Every day, farmer Nguyen Hoai Thuong prays in vain for rain to fall on the cracked dry earth of her garden in Vietnam's Mekong Delta -- the country's "rice bowl" agricultural heartland.

A blazing month-long heatwave has brought drought, parching the land in Thuong's home of Ben Tre province, 130 kilometres (80 miles) south of business hub Ho Chi Minh City.

The area is crisscrossed by waterways, but the prolonged heatwave and lack of rain are causing salinisation -- the intrusion of salt water from the sea -- badly affecting crops in a region vital to feeding the nation of 90 million people.

"It's a waste leaving the rice field empty like this because we don't have fresh water. I have to change to raising cows instead," 31-year-old farmer Thuong told AFP from her burning hot village, where ground that should be lush wet rice paddy stands cracked and dry.

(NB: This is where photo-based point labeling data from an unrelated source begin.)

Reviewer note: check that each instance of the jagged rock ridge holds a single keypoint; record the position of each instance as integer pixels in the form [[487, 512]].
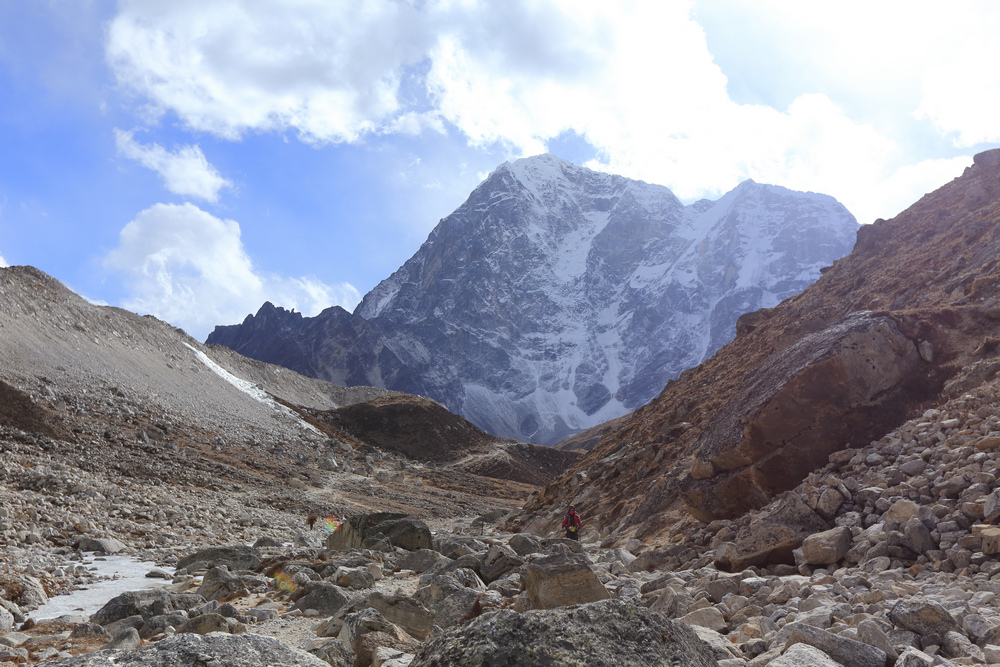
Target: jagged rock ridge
[[556, 298]]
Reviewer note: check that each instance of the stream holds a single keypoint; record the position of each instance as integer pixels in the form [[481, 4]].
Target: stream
[[117, 574]]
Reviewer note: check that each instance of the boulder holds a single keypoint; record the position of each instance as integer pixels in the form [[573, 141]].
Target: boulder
[[6, 620], [421, 560], [771, 537], [324, 597], [707, 617], [89, 631], [610, 633], [498, 561], [827, 547], [525, 543], [849, 652], [334, 653], [407, 613], [145, 604], [220, 584], [803, 655], [379, 530], [32, 593], [562, 580], [245, 650], [211, 622], [447, 599], [849, 382], [126, 639], [108, 545], [923, 617], [238, 557], [158, 624]]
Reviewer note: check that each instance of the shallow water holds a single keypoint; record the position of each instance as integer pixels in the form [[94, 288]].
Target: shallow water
[[131, 576]]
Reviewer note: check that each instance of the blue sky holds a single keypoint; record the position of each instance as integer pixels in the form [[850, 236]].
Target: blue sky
[[191, 159]]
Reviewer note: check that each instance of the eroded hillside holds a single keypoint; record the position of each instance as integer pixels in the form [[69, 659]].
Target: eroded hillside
[[909, 319]]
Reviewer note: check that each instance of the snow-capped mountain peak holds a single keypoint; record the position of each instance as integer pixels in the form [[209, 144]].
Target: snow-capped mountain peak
[[557, 297]]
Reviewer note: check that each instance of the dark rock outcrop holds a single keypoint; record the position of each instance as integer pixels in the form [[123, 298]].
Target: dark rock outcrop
[[381, 528], [601, 634], [913, 307], [850, 382]]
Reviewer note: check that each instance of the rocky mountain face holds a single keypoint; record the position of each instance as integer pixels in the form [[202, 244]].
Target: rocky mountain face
[[556, 298], [909, 320]]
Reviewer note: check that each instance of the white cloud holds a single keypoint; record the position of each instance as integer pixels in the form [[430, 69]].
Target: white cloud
[[637, 81], [184, 171], [190, 268]]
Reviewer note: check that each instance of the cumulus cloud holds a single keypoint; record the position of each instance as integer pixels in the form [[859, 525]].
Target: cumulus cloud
[[637, 81], [190, 268], [185, 171]]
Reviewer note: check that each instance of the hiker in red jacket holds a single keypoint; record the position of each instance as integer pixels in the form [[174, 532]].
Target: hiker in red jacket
[[572, 523]]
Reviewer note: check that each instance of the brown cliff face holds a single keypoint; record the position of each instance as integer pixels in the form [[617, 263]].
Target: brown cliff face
[[909, 318]]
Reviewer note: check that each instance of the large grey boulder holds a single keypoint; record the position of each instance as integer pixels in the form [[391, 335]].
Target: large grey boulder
[[446, 597], [923, 617], [245, 650], [379, 530], [611, 633], [421, 560], [828, 546], [771, 537], [220, 584], [803, 655], [498, 561], [405, 612], [6, 620], [324, 597], [145, 604], [562, 580], [108, 545], [849, 652], [237, 557], [32, 593]]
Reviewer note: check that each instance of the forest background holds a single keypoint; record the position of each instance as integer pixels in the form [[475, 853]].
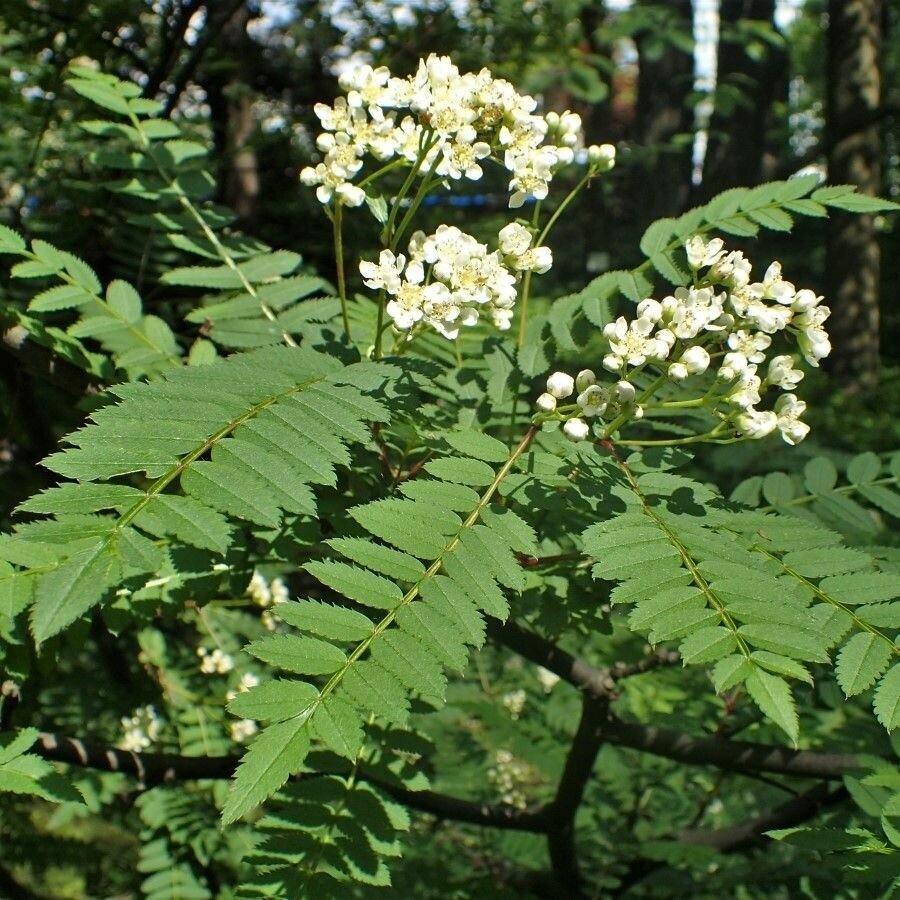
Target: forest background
[[698, 98]]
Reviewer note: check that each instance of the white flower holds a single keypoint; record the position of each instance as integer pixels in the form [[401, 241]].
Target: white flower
[[560, 385], [650, 309], [734, 268], [624, 392], [691, 310], [774, 287], [576, 429], [702, 253], [215, 663], [783, 374], [584, 379], [514, 701], [602, 156], [593, 400], [804, 300], [745, 394], [259, 591], [546, 403], [788, 410], [140, 730], [243, 729], [756, 425], [630, 343], [767, 318], [733, 364], [279, 590], [677, 372], [515, 239], [696, 360], [811, 336], [751, 344], [385, 274], [548, 679]]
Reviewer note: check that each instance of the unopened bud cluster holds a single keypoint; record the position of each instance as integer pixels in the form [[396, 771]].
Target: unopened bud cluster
[[140, 730], [722, 327], [592, 400], [509, 775]]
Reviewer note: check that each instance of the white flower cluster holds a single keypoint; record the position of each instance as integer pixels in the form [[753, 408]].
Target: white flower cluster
[[592, 400], [548, 679], [243, 728], [216, 662], [456, 120], [248, 680], [450, 279], [140, 730], [725, 323], [508, 775], [514, 701]]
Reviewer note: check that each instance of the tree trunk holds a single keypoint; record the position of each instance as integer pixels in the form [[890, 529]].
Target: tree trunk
[[747, 93], [853, 256], [231, 98], [665, 120]]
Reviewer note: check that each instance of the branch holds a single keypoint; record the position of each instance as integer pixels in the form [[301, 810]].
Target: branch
[[747, 836], [734, 756], [601, 683], [161, 768], [751, 834], [569, 793]]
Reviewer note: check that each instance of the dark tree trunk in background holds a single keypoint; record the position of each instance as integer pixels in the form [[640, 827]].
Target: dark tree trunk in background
[[736, 152], [665, 82], [231, 98], [853, 258]]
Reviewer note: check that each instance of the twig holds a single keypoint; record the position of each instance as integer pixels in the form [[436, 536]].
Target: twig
[[569, 794], [161, 768]]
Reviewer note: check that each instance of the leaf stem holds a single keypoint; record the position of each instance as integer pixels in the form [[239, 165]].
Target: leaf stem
[[337, 222]]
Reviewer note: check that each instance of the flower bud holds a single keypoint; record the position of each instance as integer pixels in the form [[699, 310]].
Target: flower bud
[[546, 403], [576, 429], [593, 400], [678, 372], [603, 157], [560, 385], [756, 425], [650, 309], [624, 392], [695, 360]]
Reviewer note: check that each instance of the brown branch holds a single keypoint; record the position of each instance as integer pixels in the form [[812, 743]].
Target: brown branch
[[599, 682], [569, 794], [748, 835], [734, 756], [160, 768]]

Without rain, her family has no fresh water for even domestic use, and last month she was forced to buy some from her neighbour for 500,000 dong ($20).

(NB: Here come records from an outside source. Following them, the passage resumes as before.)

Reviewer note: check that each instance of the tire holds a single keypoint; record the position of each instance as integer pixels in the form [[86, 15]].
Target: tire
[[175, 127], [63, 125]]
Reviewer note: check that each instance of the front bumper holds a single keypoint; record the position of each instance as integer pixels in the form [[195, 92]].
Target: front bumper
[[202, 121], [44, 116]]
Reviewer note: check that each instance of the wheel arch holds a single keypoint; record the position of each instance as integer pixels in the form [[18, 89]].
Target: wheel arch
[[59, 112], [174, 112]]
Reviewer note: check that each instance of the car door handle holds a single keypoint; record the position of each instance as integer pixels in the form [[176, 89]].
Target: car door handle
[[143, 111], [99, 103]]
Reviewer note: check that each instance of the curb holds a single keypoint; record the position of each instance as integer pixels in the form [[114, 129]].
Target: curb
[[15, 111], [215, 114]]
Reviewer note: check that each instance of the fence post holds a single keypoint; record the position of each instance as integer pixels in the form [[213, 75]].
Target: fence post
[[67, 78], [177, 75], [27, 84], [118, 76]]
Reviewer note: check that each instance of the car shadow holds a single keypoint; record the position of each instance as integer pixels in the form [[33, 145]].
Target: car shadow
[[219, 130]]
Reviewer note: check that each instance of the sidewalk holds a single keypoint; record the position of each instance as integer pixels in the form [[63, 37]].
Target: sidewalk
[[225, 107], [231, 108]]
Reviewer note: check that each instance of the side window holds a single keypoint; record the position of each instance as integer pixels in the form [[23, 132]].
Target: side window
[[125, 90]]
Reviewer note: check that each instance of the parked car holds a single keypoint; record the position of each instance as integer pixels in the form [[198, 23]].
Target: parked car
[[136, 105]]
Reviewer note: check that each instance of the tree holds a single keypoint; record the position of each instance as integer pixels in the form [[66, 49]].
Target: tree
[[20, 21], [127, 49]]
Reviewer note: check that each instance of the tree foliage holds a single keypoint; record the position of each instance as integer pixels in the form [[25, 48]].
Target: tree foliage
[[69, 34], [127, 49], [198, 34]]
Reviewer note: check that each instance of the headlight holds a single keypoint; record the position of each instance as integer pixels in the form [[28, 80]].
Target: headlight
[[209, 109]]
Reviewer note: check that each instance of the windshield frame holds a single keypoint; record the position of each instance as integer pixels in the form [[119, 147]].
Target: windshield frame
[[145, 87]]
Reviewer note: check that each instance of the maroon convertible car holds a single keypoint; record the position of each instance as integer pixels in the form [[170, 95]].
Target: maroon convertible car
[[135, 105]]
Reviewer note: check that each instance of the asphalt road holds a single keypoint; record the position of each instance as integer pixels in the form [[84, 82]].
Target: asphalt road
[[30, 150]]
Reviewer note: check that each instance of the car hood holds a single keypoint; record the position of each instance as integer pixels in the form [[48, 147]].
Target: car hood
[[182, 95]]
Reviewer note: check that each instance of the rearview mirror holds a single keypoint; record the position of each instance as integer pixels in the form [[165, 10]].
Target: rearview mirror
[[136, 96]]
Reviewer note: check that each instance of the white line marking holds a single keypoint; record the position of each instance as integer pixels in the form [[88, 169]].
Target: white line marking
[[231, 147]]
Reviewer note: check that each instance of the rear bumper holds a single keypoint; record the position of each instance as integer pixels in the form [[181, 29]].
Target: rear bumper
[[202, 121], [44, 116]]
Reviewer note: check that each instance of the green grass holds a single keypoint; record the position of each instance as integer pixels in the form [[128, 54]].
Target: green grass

"We don't have a fresh underground water source to use while the surface water is salty," she said as her father pumped water from a mobile container into the family's 1,000-litre storage tank.

The water Thuong bought is strictly for domestic use, from drinking, cooking to bathing, not for the crops.

The Mekong Delta faces saltwater intrusion every year, but more intense hot weather and rising sea levels -- both driven by climate change -- are increasing the risk.

Weather officials say the delta is suffering an unusually long heatwave this year, leading to drought in several areas, low water levels in canals and saltwater intruding -- and they warn the worst may yet be to come.

- $3 billion in crops lost -

 

Saltwater levels are often higher in the dry season but they are intensifying due to rising sea levels, droughts, tidal fluctuations, and a lack of upstream freshwater.

Research published last week said the delta, which provides food and livelihoods for tens of millions of people, faces nearly $3 billion a year in crop losses as more saltwater seeps into arable land.

Around 80,000 hectares of rice and fruit farms could be impacted by salinisation, according to the study from the Water Resources Science Institute under the environment ministry.

Ben Tre province, where Thuong's village is located, suffered about $472 million in losses each year from 2020 to 2023, according to the study.

"I had to reduce cultivation from three to only two rice crops each year. All water in my area has been too salty to be used for anything," farmer Phan Thanh Trung told AFP from one of his fields.

His neighbour Nguyen Van Hung is luckier -- he has an abundant underground source for fresh water he can use to make money.

"During time of drought and saline intrusion, I sell my fresh water to the neighbours. But to tell the truth, I am not happy," Hung said.

"Adverse weather patterns have really hit us hard."